Zunächst aber meine einzige nicht ganz offene Frage. Diese steht in dem Zusammenhang, was denn nun in Kalkriese gewesen sein kann:
Wenn ich nun annehme, dass der Wall in Kalkriese a) von Germanen und b) im Jahr 9 n. Chr. zielgerichtet angelegt worden ist, so dürfte es doch eher unwahrscheinlich sein, dass der damit verbundene Aufwand getrieben wurde, um einen kleinen Truppenteil oder eine nur mit schwacher Bedeckung dahintrödelnde Nachschubkolonne o. ä. zu überfallen. Das "Ziel" müsste demnach doch ein Verband gewesen sein, der a) eine gewisse Größe (die den Aufwand der Arbeiten rechtfertigte), b) einen entsprechenden materiellen, politischen oder moralischen Wert, sowie c) eine gewisse Wehrhaftigkeit besass, die eben jenen Aufwand zur Errichtung des Walls als notwendig und angemessen erscheinen lassen. Oder gab es andere Gründe/Beispiele, aus denen germanische Stämme solche oder ähnliche Wälle aufgeworfen haben?
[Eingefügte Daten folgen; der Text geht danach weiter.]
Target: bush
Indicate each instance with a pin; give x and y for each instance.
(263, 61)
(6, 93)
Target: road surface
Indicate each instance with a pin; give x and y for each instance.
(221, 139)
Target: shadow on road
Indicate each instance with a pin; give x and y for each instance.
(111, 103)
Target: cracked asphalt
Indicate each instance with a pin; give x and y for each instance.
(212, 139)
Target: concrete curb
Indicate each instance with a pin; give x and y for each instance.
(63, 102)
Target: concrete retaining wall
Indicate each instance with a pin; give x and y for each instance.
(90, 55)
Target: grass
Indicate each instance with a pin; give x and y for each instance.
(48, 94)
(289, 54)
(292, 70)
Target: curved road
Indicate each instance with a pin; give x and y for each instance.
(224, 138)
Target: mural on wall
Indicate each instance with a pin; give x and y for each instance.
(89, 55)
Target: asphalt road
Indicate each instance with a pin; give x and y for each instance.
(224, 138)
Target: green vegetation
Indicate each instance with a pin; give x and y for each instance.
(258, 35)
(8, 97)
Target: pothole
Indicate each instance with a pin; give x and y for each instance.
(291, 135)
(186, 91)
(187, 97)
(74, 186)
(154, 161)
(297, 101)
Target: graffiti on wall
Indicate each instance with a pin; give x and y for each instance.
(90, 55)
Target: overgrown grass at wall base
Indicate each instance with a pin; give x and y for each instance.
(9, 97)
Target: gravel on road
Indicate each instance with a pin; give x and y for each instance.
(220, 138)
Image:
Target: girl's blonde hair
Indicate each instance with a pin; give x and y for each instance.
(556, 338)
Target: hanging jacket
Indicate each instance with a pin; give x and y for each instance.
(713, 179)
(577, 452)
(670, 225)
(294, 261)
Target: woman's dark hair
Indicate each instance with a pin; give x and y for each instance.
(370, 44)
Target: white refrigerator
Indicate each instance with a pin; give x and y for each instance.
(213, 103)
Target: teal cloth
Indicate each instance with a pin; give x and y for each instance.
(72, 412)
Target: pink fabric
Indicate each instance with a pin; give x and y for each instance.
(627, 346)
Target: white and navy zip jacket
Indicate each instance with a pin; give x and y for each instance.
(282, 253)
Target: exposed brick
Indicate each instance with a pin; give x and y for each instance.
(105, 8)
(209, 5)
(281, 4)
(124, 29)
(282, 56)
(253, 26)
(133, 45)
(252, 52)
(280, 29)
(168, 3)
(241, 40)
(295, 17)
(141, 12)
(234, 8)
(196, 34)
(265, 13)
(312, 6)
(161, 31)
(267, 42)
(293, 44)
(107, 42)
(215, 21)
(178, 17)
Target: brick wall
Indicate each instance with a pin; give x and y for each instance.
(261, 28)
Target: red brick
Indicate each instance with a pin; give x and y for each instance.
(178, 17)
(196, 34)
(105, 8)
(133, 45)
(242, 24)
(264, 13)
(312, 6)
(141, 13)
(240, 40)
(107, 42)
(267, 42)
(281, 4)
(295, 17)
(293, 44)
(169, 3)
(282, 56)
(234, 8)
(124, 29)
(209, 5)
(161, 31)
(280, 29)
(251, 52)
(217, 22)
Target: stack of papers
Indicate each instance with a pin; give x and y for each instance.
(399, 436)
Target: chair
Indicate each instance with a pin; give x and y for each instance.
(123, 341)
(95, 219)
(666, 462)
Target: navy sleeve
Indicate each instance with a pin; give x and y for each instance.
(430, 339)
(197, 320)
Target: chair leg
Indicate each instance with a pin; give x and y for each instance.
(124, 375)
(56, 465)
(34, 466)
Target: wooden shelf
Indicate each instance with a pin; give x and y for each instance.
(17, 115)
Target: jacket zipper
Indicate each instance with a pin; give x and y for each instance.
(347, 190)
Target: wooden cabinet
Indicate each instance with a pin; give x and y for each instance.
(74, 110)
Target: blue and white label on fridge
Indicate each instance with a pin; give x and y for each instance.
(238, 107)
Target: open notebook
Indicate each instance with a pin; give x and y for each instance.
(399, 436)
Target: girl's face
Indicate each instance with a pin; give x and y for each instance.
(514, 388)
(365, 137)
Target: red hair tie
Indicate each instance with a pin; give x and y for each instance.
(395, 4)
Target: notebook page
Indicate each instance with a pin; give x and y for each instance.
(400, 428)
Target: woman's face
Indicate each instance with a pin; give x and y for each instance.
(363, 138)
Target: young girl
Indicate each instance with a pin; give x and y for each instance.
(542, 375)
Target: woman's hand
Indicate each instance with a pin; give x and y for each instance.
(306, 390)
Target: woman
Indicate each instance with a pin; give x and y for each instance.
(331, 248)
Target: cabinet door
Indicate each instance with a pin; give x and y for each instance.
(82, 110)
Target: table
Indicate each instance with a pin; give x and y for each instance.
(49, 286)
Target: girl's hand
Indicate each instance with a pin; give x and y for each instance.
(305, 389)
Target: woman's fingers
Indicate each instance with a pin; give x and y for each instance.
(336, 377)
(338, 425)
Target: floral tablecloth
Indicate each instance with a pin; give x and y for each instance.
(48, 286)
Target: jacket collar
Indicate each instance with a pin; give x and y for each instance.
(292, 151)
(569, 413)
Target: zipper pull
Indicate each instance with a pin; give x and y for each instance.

Die Anwesenheit des Walls wäre demnach doch zumindest ein Indiz dafür, dass die Erbauer hier ein größeres Engagement planten. Das muss doch auch einen gewissen zeitlichen Vorlauf, damit einen Plan und schließlich eine entsprechende Geheimhaltung erfordert haben. Gleichzeitig musste dieser Wall außerhalb des Gebietes sein, das "regelmäßig" von loyalen Dienern Roms bereist bzw. bestreift oder aufgeklärt wurde. Das sind in meinen Augen gute Indizien für die Annahme, dass der Wall von Kalkriese Teil jener Falle war, die Arminius für Varus angelegt hatte.
Damit komme ich zu meinen offenen Fragen:
1. Allein die Planung eines laufenden Gefechtes über mindestens drei Tage Dauer und bummelig 20 - 50 km Strecke hätte ja in Bezug auf "Command and Control" mit Sicherheit ganz erhebliche Anforderungen an die Truppenorganisation und "Stabsarbeit" im "Heer" des Arminius gestellt: Kommunikation zwischen den einzelnen germanischen Kontingenten, Koordination von Angriffen, Deckung von Hinterhalten etc. . Wenn man (Anleihe vom Nachbarthread) sieht, dass eine einigermaßen geschlossene, organisierte Armee eines Staatenbundes wie die der Südstaaten bei Gettysburg mit ganz anderen technischen Mitteln und klarer Hierarchie sowie einem charismatischen Kommandeur es bei einer statischen Frontlinie von höchstens 15 km Länge nicht fertig gebracht hat, auch nur eine einzige einigermaßen konzertierte Aktion ihrer Korps hinzubekommen, so muss die entsprechende organisatorische Leistung der Germanen doch selbst im Falle des schnöden Überfalls auf einen auch nur 5 - 10 km langen Heerzug ein recht gut funktionierendes Stabs- und Kommunikationswesen erfordert haben. Und das auf einem Schlachtfeld, auf dem auch die meisten beteiligten Germanen nicht daheim gewesen sein dürften. Ist das mit dem damaligen Leistungsstand des Kriegswesens der beteiligten Stämme vereinbar? Gibt es einen Forschungsstand dazu, wie Germanen mit und ohne römische Schulung so etwas abgewickelt hätten?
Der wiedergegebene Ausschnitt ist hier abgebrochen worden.